AAK AB, formerly AarhusKarlshamn, is a global Sweden-based company and producer of vegetable oils and fats.

== History ==
The company, formerly known as AarhusKarlshamn, was founded in 2005 through the merger of Karlshamns AB (founded 1918 in Karlshamn, Sweden) and Aarhus United A/S (founded 1871 in Aarhus, Denmark).

== Company ==
The company has been listed, as the current legal entity, on the Stockholm Stock Exchange (OMX) since 2005 and had a total market cap of about 50,2 billion SEK, as of April 30, 2021. As of December 31, 2021, the group had a total turnover of 35,452 million SEK, an operating profit of 2,393 million SEK, and 4,013 employees globally.

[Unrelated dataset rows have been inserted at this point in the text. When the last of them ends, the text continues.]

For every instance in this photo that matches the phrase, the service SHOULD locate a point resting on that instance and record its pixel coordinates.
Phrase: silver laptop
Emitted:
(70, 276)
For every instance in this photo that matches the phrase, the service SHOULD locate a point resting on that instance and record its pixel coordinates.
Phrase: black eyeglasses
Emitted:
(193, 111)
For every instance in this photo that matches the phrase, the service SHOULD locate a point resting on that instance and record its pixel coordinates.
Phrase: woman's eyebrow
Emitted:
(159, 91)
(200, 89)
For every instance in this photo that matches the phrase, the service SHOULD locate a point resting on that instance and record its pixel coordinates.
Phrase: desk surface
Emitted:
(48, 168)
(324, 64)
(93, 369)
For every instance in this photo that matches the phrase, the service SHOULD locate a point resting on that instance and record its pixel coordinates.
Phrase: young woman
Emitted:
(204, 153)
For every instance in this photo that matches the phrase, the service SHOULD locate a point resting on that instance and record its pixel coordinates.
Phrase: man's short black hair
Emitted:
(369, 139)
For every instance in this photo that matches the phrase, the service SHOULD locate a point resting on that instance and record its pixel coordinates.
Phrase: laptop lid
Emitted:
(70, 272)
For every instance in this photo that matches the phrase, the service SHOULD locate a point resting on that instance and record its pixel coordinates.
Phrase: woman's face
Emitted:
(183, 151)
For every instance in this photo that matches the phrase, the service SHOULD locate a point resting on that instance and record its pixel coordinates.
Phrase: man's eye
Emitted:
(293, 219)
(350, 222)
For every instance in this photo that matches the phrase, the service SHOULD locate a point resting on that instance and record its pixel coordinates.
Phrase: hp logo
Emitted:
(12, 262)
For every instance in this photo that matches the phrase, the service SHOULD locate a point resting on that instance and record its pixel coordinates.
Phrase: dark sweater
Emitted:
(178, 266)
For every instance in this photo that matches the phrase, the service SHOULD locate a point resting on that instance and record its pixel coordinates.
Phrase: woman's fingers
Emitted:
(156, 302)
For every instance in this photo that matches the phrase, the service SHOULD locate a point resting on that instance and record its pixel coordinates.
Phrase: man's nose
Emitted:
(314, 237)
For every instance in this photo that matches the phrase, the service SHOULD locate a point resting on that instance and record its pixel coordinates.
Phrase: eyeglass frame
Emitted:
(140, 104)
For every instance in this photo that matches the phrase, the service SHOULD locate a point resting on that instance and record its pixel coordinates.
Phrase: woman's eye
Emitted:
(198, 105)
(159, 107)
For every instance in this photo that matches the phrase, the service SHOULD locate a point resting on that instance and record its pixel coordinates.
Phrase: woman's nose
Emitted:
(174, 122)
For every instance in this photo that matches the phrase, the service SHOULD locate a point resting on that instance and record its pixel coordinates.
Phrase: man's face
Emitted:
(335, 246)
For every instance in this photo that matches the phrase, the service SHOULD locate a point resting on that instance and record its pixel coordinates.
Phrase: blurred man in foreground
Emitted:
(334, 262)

=== Production facilities ===
The group has production facilities in numerous countries with its main production units situated in:

- Runcorn, United Kingdom
- Villavicencio, Colombia
- Louisville, United States
- Jundiaí, Brazil
- Zhangjiagang, China
- Richmond (CA), United States
- Khopoli, India
- Aarhus, Denmark
- UK Hull, United Kingdom
- Karlshamn, Sweden
- Montevideo, Uruguay
- Morelia, Mexico
- US Newark (NJ), United States
- Zaandijk, The Netherlands
- Merksem, Belgium
- Dalby, Sweden
- Hillside (NJ), United States
- Rotterdam, The Netherlands
- St Leonards-on-Sea, United Kingdom

== Products ==
The company's products are used in a wide variety of applications in the food, confectionery, pharmaceutical, cosmetic, chemical and animal feed industries.

== Awards and recognitions ==
In 2021, AAK was named world's second top specialty oil company by the Chinese food media FoodTalks.